Data Import
Data Import
We have already described all the steps of the Data Import Wizard in previous chapters. Therefore, we present most of the following screenshots without commentary and only highlight items specific to this example. To start the Data Import Wizard, we open the file Perfume.csv (opens in a new tab).
For this example, we need to override the default data type for the variable named Product as it is a nominal product identifier rather than a numerical value. We can change this variable’s data type by highlighting the Product column and clicking the Discrete radio button. This changes the color of the Product column to red. We also define Purchase Intent and Intensity as Discrete variables. Their number of states is suitable for our purposes.
The next step is the Discretization and Aggregation screen. Given the number of observations, it is appropriate to reduce the number of states of the ratings from the original 10 states (1–10) to a smaller number. All these variables measure satisfaction on the same scale, i.e., from 1 to 10. Following our earlier recommendations (see Discretization Intervals in Chapter 6), the best choice in this context is the Equal Distance discretization.
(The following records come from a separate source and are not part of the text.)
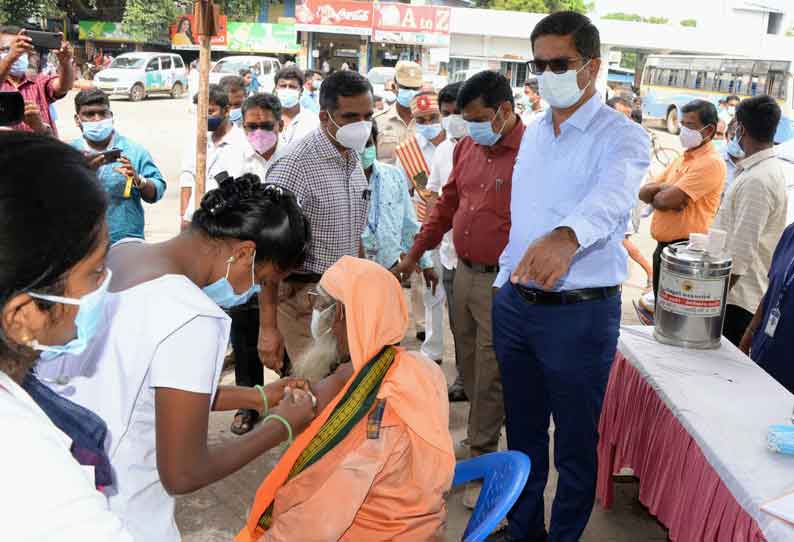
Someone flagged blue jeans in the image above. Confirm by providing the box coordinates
[493,283,621,542]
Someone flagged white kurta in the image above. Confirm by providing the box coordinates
[0,372,132,542]
[37,275,231,542]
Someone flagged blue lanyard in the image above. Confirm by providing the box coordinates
[775,258,794,309]
[367,164,381,235]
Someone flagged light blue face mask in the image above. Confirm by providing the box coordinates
[725,131,746,159]
[28,269,113,361]
[416,123,444,141]
[80,117,113,143]
[8,53,30,77]
[202,251,262,309]
[397,88,416,107]
[229,107,243,126]
[466,105,507,147]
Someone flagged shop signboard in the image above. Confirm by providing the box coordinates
[372,2,450,47]
[78,21,144,43]
[295,0,373,36]
[171,15,227,51]
[226,21,300,54]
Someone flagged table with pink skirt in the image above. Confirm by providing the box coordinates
[596,326,794,542]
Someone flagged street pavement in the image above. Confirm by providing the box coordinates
[56,93,680,542]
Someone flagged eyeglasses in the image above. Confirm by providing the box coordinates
[243,122,276,132]
[527,57,590,75]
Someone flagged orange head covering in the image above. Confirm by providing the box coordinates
[237,256,454,542]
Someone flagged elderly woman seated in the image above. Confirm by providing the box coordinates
[237,257,455,542]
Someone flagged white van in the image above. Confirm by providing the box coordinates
[449,68,487,84]
[210,55,281,92]
[94,53,187,102]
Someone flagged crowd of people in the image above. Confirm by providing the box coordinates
[0,12,794,542]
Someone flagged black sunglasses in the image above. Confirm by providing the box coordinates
[243,122,276,132]
[527,57,590,75]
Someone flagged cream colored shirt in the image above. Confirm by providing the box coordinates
[713,149,792,313]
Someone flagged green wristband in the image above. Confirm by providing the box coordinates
[265,414,292,444]
[254,384,270,416]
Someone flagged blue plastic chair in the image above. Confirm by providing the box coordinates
[452,451,531,542]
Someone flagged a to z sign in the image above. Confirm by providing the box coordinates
[374,2,450,34]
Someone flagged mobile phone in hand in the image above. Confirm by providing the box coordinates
[0,91,25,126]
[99,149,121,164]
[25,30,63,49]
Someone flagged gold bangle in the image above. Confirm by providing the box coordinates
[254,384,270,416]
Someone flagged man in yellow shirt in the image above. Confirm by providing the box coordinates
[640,100,725,295]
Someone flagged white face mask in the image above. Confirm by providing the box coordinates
[441,115,469,139]
[538,60,591,109]
[678,126,708,149]
[328,113,372,153]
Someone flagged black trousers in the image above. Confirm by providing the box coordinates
[722,305,753,346]
[653,239,686,299]
[229,299,264,387]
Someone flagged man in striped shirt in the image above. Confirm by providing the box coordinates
[714,96,794,346]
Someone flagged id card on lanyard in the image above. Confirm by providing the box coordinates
[764,259,794,338]
[365,171,381,261]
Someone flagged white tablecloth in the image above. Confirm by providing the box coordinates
[618,326,794,542]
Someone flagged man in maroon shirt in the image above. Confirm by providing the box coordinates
[0,26,74,137]
[394,71,524,508]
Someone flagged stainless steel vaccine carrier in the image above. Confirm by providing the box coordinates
[653,242,732,349]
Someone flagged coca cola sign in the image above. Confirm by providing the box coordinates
[295,0,373,35]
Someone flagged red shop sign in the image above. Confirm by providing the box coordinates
[373,2,450,35]
[295,0,372,34]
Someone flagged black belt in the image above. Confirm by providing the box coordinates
[284,273,323,284]
[458,258,499,273]
[515,284,620,305]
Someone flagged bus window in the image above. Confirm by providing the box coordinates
[766,72,786,99]
[673,70,689,87]
[750,75,766,96]
[703,72,717,90]
[714,72,733,94]
[732,74,753,96]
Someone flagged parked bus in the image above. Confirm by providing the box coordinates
[640,55,794,143]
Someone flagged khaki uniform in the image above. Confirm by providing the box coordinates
[375,102,416,165]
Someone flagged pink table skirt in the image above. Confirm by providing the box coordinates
[596,352,764,542]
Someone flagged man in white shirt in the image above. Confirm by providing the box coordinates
[395,91,447,364]
[228,94,285,435]
[714,95,792,346]
[427,82,468,402]
[179,85,250,227]
[242,93,286,178]
[275,66,320,151]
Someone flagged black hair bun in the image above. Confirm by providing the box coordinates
[201,171,261,216]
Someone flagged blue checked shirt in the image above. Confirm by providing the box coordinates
[72,132,166,243]
[494,98,650,291]
[361,161,433,269]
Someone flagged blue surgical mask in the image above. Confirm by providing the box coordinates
[8,53,30,77]
[28,269,113,361]
[80,117,113,143]
[397,88,416,107]
[202,252,262,309]
[466,110,507,147]
[229,107,243,126]
[276,88,301,109]
[725,135,747,160]
[207,117,223,132]
[416,123,444,141]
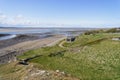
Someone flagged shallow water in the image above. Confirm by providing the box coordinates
[0,34,16,41]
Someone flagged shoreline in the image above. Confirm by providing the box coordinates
[0,35,66,64]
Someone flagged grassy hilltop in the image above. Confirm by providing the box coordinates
[0,28,120,80]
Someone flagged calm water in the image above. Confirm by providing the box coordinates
[0,28,88,40]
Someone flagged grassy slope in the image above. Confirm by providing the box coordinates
[1,34,120,80]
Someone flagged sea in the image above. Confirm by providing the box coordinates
[0,28,89,40]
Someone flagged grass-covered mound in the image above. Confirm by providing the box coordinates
[19,33,120,80]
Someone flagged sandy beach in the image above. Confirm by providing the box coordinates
[0,35,66,64]
[0,35,65,56]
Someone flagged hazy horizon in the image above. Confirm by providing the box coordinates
[0,0,120,28]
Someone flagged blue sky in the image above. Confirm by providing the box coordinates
[0,0,120,27]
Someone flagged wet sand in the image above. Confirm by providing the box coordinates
[0,35,65,56]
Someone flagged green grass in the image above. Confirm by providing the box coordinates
[19,34,120,80]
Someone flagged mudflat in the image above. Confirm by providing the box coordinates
[0,35,65,56]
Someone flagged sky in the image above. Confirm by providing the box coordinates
[0,0,120,28]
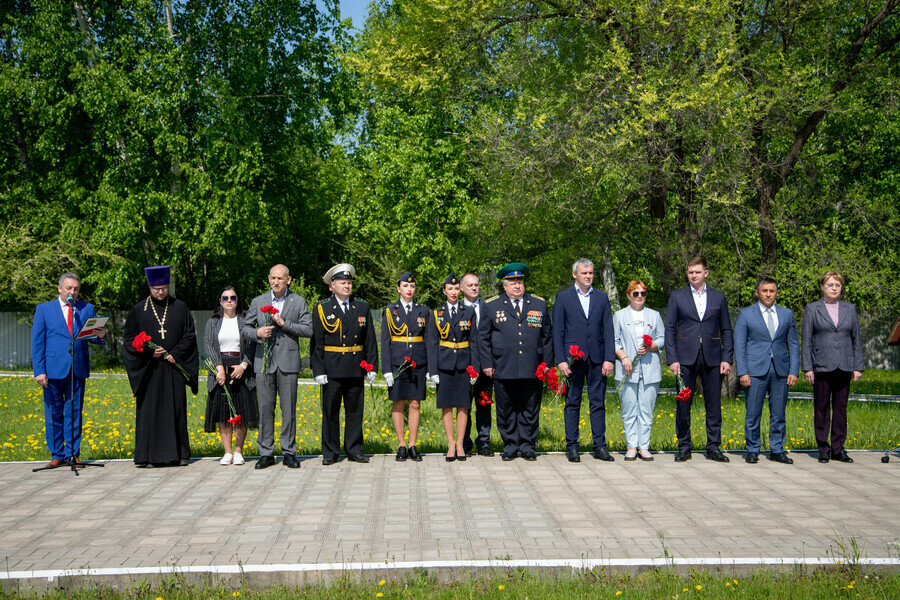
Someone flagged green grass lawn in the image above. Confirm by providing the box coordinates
[0,371,900,461]
[0,568,900,600]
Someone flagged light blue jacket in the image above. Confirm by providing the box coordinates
[613,306,666,383]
By clicking Select All Continuous, we highlight all to-be-discretized variables. Then, we choose the type of discretization to be applied, which is Equal Distance. Furthermore, given the number of observations, we choose 5 bins for the discretization.
Clicking Finish finalizes the import process. Upon completion, we are prompted whether we want to view the Import Report.
As there is no uncertainty with regard to the outcome of the discretization, we decline and automatically obtain a fully unconnected network with 49 nodes.